Em março de 2019, a exposição ao Roundup também foi considerada um "fator determinante" no desenvolvimento de câncer para Edwin Hardeman. Hardeman foi diagnosticado com linfoma não Hodgkin em fevereiro de 2015, após pulverizar Roundup em sua propriedade mais de 300 vezes ao longo de 26 anos.

Também no final de março de 2019, o tribunal ordenou que a Monsanto pagasse mais de US$ 2 bilhões a Alva e Alberta Pilliod , um casal de 70 anos de São Francisco que usou o herbicida Roundup em suas terras e desenvolveu câncer. A Monsanto deve pagar a eles US$ 2 bilhões em indenização (US$ 1 bilhão para cada um), além de outros US$ 55 milhões em indenização por perdas econômicas e danos morais, entre outros. Alva Pilliod foi diagnosticada com linfoma não-Hodgkin em 2011, e Alberta foi diagnosticada em 2015.

Em março de 2019, o glifosato foi restringido em 28 países em todo o mundo. Em uma pesquisa de 2016, aproximadamente 66% dos entrevistados nos cinco maiores países da União Europeia apoiaram a proibição de produtos com glifosato.

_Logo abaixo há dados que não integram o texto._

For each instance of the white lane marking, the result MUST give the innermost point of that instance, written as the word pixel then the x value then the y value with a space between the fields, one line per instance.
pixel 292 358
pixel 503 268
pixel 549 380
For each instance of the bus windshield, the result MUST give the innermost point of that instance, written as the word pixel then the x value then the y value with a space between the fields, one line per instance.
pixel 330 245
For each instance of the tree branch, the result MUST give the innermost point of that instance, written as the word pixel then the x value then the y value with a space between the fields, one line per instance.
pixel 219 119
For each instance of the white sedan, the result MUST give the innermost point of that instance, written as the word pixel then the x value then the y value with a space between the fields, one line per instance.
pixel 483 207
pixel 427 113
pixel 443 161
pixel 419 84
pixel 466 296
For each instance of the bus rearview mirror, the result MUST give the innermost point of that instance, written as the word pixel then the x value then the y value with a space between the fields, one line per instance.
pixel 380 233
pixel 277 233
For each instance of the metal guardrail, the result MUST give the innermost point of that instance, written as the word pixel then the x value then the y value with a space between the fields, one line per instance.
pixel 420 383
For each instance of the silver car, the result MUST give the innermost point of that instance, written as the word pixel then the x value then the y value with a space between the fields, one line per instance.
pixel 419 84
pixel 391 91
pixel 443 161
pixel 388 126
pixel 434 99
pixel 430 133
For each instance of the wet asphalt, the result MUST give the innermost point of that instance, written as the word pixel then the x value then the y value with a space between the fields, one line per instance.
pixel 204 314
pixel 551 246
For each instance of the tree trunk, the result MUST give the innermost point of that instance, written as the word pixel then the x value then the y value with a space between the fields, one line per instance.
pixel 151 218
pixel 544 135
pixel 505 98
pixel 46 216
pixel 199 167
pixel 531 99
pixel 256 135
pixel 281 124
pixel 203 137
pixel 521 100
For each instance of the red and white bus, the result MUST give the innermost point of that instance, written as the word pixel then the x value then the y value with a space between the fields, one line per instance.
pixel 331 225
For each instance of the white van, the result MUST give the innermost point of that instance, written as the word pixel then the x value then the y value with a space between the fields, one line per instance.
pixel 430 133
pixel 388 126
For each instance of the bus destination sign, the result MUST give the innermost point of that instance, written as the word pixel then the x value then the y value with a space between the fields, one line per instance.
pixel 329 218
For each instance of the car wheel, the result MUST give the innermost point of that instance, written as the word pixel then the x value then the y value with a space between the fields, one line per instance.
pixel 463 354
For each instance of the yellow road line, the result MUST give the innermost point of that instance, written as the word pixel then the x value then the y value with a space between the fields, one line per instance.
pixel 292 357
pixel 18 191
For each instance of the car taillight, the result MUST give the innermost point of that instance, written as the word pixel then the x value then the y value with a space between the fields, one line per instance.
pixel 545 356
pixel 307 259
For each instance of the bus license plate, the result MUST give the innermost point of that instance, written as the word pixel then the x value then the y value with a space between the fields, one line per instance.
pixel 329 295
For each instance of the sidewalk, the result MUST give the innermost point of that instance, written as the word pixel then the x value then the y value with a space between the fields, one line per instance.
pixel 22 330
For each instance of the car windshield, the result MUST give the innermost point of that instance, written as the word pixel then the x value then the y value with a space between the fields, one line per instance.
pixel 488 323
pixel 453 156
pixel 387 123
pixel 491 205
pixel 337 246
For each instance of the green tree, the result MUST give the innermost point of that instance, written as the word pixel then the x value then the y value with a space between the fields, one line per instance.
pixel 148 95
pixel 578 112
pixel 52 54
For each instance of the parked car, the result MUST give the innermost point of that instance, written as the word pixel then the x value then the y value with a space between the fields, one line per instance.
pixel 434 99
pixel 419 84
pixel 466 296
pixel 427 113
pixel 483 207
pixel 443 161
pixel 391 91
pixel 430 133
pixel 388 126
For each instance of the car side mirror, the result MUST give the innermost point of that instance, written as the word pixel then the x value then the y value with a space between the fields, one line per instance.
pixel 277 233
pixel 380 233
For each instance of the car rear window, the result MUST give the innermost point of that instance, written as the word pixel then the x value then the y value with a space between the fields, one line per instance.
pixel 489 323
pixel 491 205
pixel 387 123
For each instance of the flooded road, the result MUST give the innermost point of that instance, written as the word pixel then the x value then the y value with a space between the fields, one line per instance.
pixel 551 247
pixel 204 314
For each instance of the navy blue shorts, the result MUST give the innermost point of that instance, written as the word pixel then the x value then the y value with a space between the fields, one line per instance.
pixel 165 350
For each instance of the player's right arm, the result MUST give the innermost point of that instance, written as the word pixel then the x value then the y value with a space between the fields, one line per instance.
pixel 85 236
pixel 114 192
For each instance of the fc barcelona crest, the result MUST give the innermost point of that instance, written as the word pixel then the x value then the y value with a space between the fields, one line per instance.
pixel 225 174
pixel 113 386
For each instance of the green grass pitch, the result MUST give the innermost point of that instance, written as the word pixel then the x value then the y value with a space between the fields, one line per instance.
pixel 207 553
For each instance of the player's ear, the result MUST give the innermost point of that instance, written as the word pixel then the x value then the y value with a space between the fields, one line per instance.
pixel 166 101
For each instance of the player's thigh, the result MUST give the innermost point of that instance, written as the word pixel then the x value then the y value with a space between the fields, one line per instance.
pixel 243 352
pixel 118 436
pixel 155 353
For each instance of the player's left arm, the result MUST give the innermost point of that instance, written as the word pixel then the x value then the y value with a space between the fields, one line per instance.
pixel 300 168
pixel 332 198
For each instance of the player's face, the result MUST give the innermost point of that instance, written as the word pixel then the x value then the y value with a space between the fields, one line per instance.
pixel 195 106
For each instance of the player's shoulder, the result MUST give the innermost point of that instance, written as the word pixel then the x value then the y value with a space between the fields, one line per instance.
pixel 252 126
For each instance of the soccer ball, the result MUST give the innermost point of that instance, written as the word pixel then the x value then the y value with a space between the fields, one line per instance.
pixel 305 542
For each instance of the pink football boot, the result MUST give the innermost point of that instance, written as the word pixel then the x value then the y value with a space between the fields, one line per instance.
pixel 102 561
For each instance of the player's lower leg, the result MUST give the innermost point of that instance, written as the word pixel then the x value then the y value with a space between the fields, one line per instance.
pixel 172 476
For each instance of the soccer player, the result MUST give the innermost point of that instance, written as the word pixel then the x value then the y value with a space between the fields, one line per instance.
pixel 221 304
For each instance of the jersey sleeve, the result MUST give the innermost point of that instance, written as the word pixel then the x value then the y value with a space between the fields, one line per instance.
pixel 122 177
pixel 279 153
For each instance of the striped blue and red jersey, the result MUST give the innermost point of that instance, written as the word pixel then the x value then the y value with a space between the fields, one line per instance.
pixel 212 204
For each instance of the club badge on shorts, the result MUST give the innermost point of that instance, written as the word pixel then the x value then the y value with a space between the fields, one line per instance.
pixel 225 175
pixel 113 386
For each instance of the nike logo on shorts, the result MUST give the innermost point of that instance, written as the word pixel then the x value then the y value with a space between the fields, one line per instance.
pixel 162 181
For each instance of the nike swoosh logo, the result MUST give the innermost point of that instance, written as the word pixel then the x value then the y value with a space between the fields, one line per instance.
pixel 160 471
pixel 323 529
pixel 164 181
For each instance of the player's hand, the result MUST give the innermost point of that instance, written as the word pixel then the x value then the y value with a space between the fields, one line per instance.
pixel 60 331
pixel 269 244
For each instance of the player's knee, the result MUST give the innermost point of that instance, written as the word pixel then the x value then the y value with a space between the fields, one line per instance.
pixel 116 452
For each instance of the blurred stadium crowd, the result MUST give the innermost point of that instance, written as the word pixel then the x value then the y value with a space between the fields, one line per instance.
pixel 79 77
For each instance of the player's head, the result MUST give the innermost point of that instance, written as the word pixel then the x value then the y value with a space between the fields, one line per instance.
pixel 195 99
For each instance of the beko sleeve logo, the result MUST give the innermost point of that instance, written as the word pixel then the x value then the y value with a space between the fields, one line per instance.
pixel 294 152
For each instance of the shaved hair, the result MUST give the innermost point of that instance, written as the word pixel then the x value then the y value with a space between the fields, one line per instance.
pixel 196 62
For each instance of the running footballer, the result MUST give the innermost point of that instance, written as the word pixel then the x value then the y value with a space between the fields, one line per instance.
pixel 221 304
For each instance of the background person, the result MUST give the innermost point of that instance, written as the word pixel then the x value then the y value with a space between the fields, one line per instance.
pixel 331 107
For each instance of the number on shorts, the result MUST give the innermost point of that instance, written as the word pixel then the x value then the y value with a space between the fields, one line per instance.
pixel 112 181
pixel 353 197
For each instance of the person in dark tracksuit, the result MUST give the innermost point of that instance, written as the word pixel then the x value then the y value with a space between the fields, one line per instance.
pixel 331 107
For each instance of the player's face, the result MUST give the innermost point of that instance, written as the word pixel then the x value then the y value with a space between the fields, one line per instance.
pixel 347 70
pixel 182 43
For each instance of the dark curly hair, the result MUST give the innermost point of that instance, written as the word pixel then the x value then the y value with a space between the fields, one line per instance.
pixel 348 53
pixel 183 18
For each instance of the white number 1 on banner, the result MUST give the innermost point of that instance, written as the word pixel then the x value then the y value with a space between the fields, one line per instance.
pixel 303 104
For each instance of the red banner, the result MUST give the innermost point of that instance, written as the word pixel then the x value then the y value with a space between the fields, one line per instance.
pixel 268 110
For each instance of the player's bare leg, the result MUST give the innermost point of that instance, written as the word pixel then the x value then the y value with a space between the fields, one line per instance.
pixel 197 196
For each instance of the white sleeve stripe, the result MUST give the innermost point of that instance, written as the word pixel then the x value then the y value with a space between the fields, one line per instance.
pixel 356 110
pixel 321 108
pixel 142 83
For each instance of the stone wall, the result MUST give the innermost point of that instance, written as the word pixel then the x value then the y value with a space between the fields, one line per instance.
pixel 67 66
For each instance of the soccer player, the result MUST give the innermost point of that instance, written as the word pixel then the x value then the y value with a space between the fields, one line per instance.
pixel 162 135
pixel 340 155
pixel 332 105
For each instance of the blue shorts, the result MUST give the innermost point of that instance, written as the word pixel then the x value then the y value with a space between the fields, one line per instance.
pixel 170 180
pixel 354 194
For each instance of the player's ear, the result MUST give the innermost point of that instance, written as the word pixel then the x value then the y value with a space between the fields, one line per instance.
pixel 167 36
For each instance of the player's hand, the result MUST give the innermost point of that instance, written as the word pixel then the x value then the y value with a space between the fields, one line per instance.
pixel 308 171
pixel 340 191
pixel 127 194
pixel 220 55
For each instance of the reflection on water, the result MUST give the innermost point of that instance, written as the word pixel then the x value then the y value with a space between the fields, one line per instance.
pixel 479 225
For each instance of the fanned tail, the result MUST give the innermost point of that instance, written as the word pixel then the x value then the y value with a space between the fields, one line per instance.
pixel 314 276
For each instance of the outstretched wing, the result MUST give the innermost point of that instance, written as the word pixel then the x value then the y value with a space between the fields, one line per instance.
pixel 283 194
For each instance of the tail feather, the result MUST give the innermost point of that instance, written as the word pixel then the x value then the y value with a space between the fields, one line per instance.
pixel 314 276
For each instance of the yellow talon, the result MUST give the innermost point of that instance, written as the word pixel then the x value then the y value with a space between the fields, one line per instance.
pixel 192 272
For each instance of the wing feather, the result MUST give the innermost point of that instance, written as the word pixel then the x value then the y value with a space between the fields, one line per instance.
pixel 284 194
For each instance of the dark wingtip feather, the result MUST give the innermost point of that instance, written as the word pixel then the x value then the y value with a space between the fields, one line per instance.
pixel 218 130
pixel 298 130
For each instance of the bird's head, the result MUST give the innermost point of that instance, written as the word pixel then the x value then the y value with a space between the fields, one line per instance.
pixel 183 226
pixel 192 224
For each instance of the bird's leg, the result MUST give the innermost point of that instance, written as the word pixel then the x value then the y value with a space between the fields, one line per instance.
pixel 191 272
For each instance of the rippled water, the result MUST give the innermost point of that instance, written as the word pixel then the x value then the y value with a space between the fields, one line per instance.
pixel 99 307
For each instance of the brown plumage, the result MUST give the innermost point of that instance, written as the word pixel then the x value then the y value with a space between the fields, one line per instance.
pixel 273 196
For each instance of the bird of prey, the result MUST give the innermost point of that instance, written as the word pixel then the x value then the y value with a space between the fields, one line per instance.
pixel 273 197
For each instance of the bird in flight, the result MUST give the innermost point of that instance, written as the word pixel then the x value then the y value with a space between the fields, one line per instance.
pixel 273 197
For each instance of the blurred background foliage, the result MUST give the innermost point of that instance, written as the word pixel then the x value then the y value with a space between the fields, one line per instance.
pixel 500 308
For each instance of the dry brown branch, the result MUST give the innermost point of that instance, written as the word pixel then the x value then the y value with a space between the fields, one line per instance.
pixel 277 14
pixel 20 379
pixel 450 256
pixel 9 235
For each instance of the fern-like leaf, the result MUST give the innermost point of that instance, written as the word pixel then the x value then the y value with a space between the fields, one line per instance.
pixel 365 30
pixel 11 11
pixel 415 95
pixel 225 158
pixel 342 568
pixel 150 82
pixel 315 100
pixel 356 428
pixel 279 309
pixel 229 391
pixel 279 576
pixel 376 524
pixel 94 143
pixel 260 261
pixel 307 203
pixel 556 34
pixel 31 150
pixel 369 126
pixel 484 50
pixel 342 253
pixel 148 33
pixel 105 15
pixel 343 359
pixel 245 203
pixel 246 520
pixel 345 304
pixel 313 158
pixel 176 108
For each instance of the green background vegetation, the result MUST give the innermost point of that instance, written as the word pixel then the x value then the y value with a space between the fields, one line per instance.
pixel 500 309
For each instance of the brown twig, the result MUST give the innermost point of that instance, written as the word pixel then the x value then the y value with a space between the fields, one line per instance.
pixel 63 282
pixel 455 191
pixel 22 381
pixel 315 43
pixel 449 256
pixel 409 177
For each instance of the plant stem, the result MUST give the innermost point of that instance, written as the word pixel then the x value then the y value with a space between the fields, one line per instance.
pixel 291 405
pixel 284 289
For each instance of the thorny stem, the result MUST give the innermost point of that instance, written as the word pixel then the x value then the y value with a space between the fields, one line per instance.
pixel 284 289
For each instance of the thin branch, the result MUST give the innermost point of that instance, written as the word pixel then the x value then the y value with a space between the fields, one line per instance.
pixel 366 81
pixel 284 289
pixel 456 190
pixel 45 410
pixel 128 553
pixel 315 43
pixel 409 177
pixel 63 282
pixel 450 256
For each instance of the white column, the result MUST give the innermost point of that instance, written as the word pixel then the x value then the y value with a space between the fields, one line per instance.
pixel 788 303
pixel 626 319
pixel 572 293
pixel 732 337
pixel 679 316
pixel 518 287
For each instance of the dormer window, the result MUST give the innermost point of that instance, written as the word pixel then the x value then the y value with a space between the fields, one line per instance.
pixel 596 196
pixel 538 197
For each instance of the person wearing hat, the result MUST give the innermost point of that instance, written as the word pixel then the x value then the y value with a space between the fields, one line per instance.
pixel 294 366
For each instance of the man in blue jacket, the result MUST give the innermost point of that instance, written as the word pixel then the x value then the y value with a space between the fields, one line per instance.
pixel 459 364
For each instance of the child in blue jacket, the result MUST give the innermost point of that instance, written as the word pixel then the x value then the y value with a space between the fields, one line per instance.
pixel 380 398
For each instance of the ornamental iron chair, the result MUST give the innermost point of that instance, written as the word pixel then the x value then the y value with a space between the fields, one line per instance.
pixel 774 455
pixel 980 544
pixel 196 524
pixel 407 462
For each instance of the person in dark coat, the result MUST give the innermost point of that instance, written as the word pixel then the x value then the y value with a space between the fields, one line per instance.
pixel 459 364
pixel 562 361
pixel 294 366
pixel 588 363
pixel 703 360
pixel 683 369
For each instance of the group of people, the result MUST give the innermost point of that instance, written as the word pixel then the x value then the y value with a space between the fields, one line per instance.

Mas tudo isso parece insuficiente para os juízes argentinos e para a Suprema Corte, que rejeitam todas as liminares e se tornam cúmplices do genocídio em massa de mais de 44 milhões de pessoas que são direta e indiretamente envenenadas diariamente por todas essas empresas. Elas também nos alimentam com nossa cota diária de venenos, desmatam nossas florestas, causam inundações e causam o maior número de alergias e doenças, afetando principalmente as crianças, que são as mais expostas aos riscos e à ubiquidade dos venenos, tanto nas áreas agrícolas quanto nas cidades.

A Bayer comprou a Monsanto apenas dois meses antes do veredito de Dwayne Johnson e enfrentará mais de 13.000 processos nos Estados Unidos. Muitas das vítimas não viverão para ver suas sentenças. E as famílias dos juízes também estão na lista; ninguém está a salvo do Roundup.